The people behind the Great Brain Robbery follow a lot of blogs and folks on Twitter. Brain-talk is a rich field, with lots of research, many different point of views, and thousands of theories all coalescing in a miasma of opinion, explanation, interpretation. Sometimes we see things we disagree with. Sometimes we feel like this casual blogging stuff sends the wrong message.
For example, a blog post we found today that asserts: “The more a woman weighs, the worse her memory.” We’re not going to link to this blog, but we’re going to take it apart. First, the study that found this correlation between BMI increases and memory test decreases only studied women ages 65 to 79. That’s not “women” in general, so the above assertion is spurious at best.

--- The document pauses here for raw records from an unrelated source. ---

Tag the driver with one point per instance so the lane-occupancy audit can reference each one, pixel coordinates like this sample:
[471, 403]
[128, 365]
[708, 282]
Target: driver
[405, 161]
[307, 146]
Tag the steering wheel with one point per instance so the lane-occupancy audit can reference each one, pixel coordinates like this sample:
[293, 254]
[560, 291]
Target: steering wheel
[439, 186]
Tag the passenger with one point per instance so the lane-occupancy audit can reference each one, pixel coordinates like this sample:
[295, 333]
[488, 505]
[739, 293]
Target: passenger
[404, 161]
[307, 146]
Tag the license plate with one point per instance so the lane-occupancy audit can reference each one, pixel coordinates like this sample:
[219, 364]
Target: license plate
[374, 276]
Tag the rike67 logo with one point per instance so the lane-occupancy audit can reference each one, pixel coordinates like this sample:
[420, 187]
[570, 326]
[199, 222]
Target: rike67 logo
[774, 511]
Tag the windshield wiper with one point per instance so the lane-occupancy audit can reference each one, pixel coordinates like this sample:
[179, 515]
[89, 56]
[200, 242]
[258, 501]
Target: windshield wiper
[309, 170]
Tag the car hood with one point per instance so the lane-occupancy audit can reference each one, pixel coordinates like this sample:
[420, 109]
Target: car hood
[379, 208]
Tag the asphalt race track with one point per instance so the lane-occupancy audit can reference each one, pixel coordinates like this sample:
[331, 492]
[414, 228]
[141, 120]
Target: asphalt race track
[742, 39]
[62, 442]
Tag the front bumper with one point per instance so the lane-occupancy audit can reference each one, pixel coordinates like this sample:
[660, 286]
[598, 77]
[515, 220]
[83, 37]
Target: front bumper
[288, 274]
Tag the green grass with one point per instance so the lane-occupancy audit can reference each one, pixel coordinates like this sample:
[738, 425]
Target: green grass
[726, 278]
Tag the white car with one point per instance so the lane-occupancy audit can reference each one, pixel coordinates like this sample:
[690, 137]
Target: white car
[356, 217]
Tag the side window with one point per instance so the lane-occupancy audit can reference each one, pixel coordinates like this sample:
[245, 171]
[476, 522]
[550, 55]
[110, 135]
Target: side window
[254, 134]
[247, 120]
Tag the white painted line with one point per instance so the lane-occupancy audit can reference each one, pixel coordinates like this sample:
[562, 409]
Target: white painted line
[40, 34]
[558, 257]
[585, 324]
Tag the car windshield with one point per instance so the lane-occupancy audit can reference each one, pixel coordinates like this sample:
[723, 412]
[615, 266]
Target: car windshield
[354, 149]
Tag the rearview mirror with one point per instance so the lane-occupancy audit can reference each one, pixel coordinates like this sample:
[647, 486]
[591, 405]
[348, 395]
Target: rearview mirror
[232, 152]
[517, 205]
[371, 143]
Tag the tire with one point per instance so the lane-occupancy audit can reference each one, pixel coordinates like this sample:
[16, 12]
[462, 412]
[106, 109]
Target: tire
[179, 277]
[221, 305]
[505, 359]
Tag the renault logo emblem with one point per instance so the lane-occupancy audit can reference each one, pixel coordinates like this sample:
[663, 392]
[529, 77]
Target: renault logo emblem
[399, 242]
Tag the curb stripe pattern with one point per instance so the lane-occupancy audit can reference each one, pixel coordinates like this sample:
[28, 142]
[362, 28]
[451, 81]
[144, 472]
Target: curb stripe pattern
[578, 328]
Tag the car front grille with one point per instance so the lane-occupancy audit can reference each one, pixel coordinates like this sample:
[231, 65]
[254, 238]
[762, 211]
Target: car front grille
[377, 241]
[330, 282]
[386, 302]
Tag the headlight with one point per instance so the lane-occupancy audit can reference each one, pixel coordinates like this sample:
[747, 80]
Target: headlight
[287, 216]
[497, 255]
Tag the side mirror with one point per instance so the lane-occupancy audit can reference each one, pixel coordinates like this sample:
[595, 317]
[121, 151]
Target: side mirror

Then there’s the use of the BMI, a terrible way to classify anything except unrelated metrics. Take a person’s weight in kilograms and divide by the square of their height in meters. The taller you are, the more you weigh, and if you are not tall enough to weigh as much as you do, you’re fat. Except that taller people will weigh more than the a simple two-metric function will predict, making them “fat,” and the BMI doesn’t, obviously, account for what gives a person mass in the first place. Body builders are fat, and people who suffer from anemia are skinny: who’s healthier?
Who’s dumber? Because when bloggers start throwing around sentences like “the worse her memory,” that’s a judgmental statement. And this blogger later says “Remember, everything the brain does affects memory (and everything affecting memory affects the brain).” Therefore, if you’re a woman who weighs too much, expect to have decreased brain function, according to this blogger.
The blogger doesn’t bother to show the causative relationship between weight gain and memory dysfunction, but does say that another study showed that people who had bariatric stomach by-pass surgery showed mental improvements. This same blogger, in the past, has talked about the very positive effects happiness has on memory. Who, in this overly-critical society, wouldn’t be happier to be, finally, skinny?
Does gaining weight effect memory? Or does not exercising effect memory? The blogger says “Though exercise doesn’t do much to cause weight loss, it has many other benefits… that can directly benefit memory.” Did this study of older women control for the ones who, despite having a higher BMI were exercising regularly?
How about this: let’s stop using inadequate tools to focus on vaguely correlative measurements and making painfully obvious conclusions.
As you age, good health is important for maintaining brain function. We’ve known that for centuries.